Method to Query Large Compressed Audio Databases
Kind Code:

A method of operating a digital music system includes inputting the location where music data files are stored, automatically profiling music data files, inputting a query of a type of music data, generating an ordered playlist of music data files satisfying the query and playing the playlist. Input can be via keyboard or via an automatic speech recognition system. The automatically profiling includes pitch tracking to determine whether the music data file includes male vocals, female vocals or no vocals.
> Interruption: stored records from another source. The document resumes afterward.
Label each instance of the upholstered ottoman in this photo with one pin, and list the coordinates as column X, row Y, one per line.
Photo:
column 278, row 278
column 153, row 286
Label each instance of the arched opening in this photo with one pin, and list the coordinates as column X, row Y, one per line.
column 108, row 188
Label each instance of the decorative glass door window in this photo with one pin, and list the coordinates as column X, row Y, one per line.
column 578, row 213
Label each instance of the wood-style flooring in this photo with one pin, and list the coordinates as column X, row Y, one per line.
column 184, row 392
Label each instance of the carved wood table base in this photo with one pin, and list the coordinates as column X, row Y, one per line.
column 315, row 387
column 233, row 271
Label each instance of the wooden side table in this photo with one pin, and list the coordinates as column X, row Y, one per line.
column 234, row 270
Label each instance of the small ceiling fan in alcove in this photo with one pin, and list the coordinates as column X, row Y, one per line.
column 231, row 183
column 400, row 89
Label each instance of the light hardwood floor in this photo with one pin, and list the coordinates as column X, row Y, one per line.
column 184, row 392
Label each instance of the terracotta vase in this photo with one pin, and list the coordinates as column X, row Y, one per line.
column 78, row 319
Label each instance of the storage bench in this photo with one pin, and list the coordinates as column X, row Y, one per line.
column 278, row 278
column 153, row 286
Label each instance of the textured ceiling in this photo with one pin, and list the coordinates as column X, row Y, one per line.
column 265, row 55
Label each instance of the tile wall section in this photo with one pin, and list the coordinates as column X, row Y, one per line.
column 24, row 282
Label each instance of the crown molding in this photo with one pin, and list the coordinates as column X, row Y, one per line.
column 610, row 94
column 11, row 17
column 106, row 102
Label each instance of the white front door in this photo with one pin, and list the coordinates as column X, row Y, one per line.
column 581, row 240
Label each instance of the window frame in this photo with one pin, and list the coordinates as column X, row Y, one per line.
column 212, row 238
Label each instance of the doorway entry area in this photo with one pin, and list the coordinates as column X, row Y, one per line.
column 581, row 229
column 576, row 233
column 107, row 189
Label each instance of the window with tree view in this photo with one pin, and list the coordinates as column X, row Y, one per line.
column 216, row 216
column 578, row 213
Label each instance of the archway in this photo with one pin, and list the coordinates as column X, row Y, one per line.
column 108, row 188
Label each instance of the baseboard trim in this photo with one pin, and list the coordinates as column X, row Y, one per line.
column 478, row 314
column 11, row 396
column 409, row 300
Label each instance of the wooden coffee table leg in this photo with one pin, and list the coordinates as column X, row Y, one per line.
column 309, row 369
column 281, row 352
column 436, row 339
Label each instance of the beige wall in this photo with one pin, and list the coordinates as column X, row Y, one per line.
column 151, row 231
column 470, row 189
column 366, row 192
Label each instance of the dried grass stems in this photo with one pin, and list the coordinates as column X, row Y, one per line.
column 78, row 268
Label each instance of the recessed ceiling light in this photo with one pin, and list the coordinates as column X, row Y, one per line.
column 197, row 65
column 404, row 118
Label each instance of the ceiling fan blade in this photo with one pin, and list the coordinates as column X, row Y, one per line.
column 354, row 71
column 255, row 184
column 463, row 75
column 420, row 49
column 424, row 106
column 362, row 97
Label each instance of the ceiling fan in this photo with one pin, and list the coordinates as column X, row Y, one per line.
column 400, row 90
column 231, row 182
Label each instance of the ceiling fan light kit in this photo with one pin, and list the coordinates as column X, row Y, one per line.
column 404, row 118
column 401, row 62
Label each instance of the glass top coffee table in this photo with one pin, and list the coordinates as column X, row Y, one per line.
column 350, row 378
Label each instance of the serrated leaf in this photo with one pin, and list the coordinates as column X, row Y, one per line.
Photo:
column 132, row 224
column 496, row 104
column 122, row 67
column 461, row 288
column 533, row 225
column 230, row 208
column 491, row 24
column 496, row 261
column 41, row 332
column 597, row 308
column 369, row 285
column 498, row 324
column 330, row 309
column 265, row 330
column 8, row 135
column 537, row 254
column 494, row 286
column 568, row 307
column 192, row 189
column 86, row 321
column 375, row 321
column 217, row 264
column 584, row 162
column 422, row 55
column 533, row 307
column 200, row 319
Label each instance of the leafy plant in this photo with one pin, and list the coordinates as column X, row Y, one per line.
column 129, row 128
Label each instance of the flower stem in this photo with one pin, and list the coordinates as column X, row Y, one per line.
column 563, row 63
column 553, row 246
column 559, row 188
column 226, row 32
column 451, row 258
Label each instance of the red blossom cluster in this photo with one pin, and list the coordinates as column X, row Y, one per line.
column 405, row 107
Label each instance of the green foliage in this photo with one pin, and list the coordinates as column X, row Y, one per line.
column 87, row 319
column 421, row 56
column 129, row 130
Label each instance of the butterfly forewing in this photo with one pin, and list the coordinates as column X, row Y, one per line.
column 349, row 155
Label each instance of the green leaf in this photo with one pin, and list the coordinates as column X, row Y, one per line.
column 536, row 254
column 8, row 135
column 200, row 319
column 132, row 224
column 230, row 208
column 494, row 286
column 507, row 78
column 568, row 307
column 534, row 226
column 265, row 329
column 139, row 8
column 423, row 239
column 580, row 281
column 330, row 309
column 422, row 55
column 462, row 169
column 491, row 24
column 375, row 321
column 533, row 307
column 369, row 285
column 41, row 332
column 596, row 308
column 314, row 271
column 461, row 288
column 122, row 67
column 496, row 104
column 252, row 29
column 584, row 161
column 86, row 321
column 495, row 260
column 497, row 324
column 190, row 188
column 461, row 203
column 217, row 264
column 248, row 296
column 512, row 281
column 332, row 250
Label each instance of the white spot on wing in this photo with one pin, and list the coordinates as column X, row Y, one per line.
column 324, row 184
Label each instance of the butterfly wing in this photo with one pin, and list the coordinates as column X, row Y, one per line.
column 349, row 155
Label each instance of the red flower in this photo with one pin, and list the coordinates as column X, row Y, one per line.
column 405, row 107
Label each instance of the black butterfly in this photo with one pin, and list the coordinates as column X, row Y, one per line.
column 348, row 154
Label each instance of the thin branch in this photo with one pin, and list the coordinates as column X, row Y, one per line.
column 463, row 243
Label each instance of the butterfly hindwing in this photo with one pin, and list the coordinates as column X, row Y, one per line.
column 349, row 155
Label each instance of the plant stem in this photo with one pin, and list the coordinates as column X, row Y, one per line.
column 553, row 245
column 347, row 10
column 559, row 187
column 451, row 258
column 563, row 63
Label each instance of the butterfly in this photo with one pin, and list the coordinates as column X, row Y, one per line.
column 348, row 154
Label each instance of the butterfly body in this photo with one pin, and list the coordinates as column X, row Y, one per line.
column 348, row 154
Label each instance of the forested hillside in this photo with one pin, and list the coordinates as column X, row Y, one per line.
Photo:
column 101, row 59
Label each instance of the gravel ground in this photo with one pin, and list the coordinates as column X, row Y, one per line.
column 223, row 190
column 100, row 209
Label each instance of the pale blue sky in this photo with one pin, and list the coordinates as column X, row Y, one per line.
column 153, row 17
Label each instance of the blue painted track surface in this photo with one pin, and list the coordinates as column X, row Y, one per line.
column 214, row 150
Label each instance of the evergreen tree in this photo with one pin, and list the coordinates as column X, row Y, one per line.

This invention is useful for compressed music data files, where the number of music data files is large.

Sundareson, Prabindh (Madurai, IN)
Application Number:
Publication Date:
Filing Date:
Primary Class:
Other Classes:
707/E17.102, 707/999.003
International Classes:
View Patent Images:

Primary Examiner:
Attorney, Agent or Firm:
What is claimed is:

1. A method of operating a digital music system comprising the steps of: inputting from a user an indication of a location where music data files are stored; automatically profiling each music data file stored at said indicated location; inputting from the user a query of a type of music data; generating an ordered playlist of music data files stored at said indicated location satisfying said query; and playing said playlist of music data files.

2. The method of claim 1, wherein: said steps of inputting the indication of the location and inputting the query are via a keyboard.

3. The method of claim 1, wherein: said steps of inputting the indication of the location and inputting the query are via voice commands recognized by an automatic speech recognition system.

4. The method of claim 3, wherein: said automatic speech recognition system includes verbal feedback to the user of recognized voice commands.

5. The method of claim 3, further comprising the steps of: analyzing a recognized voice command and producing a query corresponding to said recognized voice command.

6. The method of claim 1, wherein: said step of automatically profiling each music data file includes pitch tracking to determine whether the music data file includes male vocals, female vocals or no vocals.

7. The method of claim 1, wherein: said music data files are compressed music data files; and wherein said step of playing said playlist of music data files includes decompressing each music data file.



This application claims priority under 35 U.S.C. 119(e) (1) to U.S. Provisional Application No. 60/746,058 filed May 1, 2006.


The technical field of this invention is formulating a query, to efficiently fetch a specific audio/multimedia track list from a large database of music.


U.S. patent application Ser. No. 10/424,393 entitled APPARATUS AND METHOD FOR AUTOMATIC CLASSIFICATION/IDENTIFICATION OF SIMILAR COMPRESSED AUDIO FILES filed Apr. 25, 2005 disclosed a mechanism to classify audio files based on information in the compressed MPEG domain. A similar mechanism can be used in the non-compressed domain. These methods permit derivation of a database of files in a collection containing distinguishing information about each file. However, an efficient query mechanism is needed to use such a database in order to fetch a specific audio/multimedia track.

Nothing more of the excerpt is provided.